LoveSpell, $6.99, ISBN 0-505-52608-5
Fantasy Romance, 2004
Pacing can be an author’s best weapon or greatest weakness. In the last few books in Melanie Jackson’s Wildside series, the author seemed to have had lost her sense of pacing altogether. In Still Life, she has improved on the weak storylines of her previous few books but alas, the pacing is still out of whack. For a long time, nothing can happen but interminable eye-shagging and then in the last few chapters, everything seems to happen at once, leaving me wondering whether I should grab hold of something before I get washed out of the room by the tidal wave of rushed scenes.
The author’s mythology seems to be moving forward. Now it seems that the dark fae have a secret pact with the goblins to cause more havoc in this world. (By the way, if you’re new to this, do check out the background information on this series in the review of the first book in the series, Traveler.) Our heroine Nyssa Laszlo starts off unable to remember a lot about her past in this story. Who is she? When she realizes that she has an ability to do astral projection thingies (“dreamwalk”), it’s probably fair to wonder: what is she? She’ll get back to you… she hopes. In the meantime, she becomes a talented musician by using her dreamwalk ability to travel back in time to learn how to play from musical greats in the past (how boring but that’s a romance heroine for you). The thing is, her life is now in danger and she doesn’t know why.

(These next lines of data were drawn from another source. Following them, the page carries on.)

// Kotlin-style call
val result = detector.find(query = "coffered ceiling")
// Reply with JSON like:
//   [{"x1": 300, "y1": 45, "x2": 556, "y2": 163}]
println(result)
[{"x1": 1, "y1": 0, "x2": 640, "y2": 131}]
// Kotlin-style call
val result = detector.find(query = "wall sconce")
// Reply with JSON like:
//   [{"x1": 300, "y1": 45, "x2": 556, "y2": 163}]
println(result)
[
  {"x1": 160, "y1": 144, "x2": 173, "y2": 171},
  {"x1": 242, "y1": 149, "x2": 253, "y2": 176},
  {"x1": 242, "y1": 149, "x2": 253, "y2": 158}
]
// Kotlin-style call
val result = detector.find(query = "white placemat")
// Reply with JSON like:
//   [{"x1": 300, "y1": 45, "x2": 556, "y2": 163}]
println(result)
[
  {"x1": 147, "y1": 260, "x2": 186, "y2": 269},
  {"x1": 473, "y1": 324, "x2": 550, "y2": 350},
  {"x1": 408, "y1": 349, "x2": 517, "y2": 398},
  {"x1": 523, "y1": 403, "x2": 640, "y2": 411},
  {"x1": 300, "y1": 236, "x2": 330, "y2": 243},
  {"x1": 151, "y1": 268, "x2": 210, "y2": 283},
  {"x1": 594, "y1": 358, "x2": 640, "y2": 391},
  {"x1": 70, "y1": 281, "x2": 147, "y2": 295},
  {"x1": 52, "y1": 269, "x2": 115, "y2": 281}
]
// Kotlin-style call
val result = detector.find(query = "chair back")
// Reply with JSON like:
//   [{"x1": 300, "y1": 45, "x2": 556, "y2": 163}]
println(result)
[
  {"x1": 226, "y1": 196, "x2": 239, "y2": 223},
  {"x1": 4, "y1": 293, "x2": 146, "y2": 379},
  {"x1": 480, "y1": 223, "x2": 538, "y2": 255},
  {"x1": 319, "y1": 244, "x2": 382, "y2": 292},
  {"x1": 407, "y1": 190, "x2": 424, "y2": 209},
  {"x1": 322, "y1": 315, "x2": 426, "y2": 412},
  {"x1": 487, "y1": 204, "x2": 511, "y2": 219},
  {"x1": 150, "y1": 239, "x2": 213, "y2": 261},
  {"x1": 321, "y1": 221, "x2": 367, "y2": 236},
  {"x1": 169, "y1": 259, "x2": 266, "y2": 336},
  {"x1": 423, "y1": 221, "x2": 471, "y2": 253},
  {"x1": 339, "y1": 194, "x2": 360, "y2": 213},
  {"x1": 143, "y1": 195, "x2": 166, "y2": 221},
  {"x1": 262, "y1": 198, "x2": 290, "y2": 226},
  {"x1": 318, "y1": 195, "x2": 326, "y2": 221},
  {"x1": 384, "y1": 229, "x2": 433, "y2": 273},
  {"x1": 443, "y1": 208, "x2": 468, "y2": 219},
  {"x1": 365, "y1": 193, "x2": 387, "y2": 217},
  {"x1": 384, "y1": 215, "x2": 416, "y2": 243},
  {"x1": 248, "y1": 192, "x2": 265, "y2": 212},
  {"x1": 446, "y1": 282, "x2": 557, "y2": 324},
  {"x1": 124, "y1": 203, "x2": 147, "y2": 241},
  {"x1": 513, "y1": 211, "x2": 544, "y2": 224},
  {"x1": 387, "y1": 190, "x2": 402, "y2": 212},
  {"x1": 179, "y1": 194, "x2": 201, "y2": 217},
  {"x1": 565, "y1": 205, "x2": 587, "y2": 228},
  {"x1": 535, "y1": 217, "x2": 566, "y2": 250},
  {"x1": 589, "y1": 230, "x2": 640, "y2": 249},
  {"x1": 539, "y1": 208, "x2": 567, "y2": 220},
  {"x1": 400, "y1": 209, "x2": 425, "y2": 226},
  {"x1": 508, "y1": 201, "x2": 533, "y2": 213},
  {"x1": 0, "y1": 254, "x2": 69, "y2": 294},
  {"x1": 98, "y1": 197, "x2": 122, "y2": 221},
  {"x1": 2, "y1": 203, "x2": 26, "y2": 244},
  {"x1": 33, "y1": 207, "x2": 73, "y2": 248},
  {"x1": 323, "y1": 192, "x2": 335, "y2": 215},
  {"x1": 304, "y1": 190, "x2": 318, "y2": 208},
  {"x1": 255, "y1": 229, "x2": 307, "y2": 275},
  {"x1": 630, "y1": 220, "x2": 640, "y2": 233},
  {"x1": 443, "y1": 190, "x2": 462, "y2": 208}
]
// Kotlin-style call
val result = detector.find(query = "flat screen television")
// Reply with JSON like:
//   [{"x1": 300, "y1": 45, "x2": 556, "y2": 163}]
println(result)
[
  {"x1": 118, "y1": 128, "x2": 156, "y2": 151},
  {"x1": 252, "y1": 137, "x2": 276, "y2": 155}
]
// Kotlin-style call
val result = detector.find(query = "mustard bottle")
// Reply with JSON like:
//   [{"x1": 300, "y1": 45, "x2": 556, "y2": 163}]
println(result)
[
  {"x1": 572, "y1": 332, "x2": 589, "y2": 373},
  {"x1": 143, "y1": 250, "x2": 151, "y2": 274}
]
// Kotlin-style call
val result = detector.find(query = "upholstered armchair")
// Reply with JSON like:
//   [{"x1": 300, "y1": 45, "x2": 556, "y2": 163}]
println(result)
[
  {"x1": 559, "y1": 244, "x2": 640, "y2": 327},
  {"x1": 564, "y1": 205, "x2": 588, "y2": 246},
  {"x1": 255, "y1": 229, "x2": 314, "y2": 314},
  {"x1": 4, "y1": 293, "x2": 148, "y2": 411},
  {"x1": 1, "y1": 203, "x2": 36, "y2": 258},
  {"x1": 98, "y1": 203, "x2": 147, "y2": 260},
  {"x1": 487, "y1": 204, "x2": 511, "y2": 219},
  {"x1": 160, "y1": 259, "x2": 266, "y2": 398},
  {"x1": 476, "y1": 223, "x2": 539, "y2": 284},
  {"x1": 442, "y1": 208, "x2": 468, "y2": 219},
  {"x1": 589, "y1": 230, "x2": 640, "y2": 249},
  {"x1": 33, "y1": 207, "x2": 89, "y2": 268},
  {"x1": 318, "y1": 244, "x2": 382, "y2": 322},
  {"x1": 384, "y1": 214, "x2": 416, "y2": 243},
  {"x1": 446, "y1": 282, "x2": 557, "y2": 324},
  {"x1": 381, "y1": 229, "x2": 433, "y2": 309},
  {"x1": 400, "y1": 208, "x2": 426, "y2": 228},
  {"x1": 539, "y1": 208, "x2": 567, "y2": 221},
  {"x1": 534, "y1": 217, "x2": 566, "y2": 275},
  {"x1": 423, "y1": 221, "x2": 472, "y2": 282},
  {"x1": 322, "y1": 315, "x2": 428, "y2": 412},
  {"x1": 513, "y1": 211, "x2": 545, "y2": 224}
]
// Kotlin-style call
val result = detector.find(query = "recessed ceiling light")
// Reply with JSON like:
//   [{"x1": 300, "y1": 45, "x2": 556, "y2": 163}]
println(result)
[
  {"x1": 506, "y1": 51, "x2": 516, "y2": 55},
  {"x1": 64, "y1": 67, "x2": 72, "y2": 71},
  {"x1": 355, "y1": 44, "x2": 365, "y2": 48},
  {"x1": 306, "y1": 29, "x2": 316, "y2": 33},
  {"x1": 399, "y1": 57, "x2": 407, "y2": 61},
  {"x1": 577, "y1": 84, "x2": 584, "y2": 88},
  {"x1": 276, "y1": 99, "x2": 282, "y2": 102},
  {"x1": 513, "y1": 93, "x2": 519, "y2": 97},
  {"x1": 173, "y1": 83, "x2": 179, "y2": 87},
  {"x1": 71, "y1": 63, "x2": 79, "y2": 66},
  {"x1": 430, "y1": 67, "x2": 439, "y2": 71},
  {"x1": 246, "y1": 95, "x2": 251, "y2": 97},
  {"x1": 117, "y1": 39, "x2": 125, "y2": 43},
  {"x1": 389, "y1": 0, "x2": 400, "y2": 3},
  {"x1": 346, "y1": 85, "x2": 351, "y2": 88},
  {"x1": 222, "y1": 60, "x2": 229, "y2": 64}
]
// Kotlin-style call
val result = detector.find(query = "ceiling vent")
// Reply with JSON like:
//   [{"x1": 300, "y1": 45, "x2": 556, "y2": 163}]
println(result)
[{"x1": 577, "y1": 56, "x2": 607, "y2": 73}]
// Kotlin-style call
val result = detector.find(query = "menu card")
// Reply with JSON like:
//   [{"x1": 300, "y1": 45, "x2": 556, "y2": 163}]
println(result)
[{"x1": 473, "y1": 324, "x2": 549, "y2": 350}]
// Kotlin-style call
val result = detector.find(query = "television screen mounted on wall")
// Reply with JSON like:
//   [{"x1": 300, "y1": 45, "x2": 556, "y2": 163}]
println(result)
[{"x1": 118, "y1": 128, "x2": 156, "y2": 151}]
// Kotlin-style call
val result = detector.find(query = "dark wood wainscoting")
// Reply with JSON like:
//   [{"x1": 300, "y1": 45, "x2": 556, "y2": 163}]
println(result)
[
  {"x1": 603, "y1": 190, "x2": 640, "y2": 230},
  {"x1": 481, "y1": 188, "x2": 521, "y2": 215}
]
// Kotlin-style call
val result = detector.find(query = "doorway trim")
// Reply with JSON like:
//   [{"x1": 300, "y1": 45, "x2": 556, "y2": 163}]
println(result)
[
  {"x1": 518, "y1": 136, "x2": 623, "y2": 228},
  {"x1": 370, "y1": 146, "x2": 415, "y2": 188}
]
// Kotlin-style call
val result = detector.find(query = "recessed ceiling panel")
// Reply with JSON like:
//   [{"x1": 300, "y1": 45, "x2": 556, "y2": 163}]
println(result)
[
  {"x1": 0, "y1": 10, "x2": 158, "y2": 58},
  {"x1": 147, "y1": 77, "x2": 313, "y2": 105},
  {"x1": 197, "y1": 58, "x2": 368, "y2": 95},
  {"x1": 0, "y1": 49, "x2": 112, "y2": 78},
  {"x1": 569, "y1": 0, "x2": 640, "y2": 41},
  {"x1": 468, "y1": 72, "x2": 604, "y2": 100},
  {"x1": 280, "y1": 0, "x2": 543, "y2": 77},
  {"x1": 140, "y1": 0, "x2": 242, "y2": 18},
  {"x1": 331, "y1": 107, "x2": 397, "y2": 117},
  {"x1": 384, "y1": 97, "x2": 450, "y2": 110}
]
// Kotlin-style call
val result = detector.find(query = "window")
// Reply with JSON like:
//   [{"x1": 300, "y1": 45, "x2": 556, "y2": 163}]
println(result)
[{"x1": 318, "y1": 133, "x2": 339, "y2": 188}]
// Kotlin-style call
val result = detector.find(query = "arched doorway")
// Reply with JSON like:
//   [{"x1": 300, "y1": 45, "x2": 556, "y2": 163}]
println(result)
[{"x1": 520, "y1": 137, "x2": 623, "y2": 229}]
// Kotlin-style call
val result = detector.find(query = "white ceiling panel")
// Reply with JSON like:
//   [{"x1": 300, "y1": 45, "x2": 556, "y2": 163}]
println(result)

Enter Abrial, the assassin for the Seelie court (the Seelie are the good fae while the Unseelie are the dark fae and no, they don’t shag everything that moves ala a certain author‘s merry-giddy-shagwell fae series). Jack Frost, a familiar character to readers who have followed the author’s series, asks Abrial to keep an eye out on Nyssa. The reason as to why Nyssa is so important will be revealed in due time so I’ll not say anything more here. Abrial is unable to feel emotions (which makes him a very good killer) but as he and Nyssa start spending more time together, he starts to feel funny inside. Maybe it’s love. Who knows?
For too long in this book I’m bombarded with dreamwalk/dreamtalk mumbo jumbo that, frankly, is starting to wear thin as it’s such an overused plot device in paranormal romances. Can I be granted permission to drop by the houses of every paranormal romance author out there and somehow disable the italic font function in their working computers? Much has been made about Abrial not being able to feel, blah blah blah, but his love story with Nyssa isn’t that rocky or long a road to the happy ending. The whole set-up leads to an anticlimactic payoff. The fast-paced action scenes towards the end are pretty good but they are so rushed and so many things seem to happen at one time that I am left disoriented rather than satisfied.
When Still Life needs to speed things up, it doesn’t. Yet, its slow scenes fail to make her characters come to life even more or shed any vital details about her plot that can keep me interested in the story. In short, the story doesn’t move much for too long. When the story finally speeds up, it speeds up so fast and details seem to come straight out of the blue that it’s as if I’ve been catapulted straight into a brick wall, right in the center of the U where someone has sprayed “Deux You, Machina” on it. If Ms Jackson wants to keep the momentum going with her series, she ought to work a little harder on the pacing. Seriously, before I start to go senile and wonder aloud just who it was that really wrote the well-paced Traveler.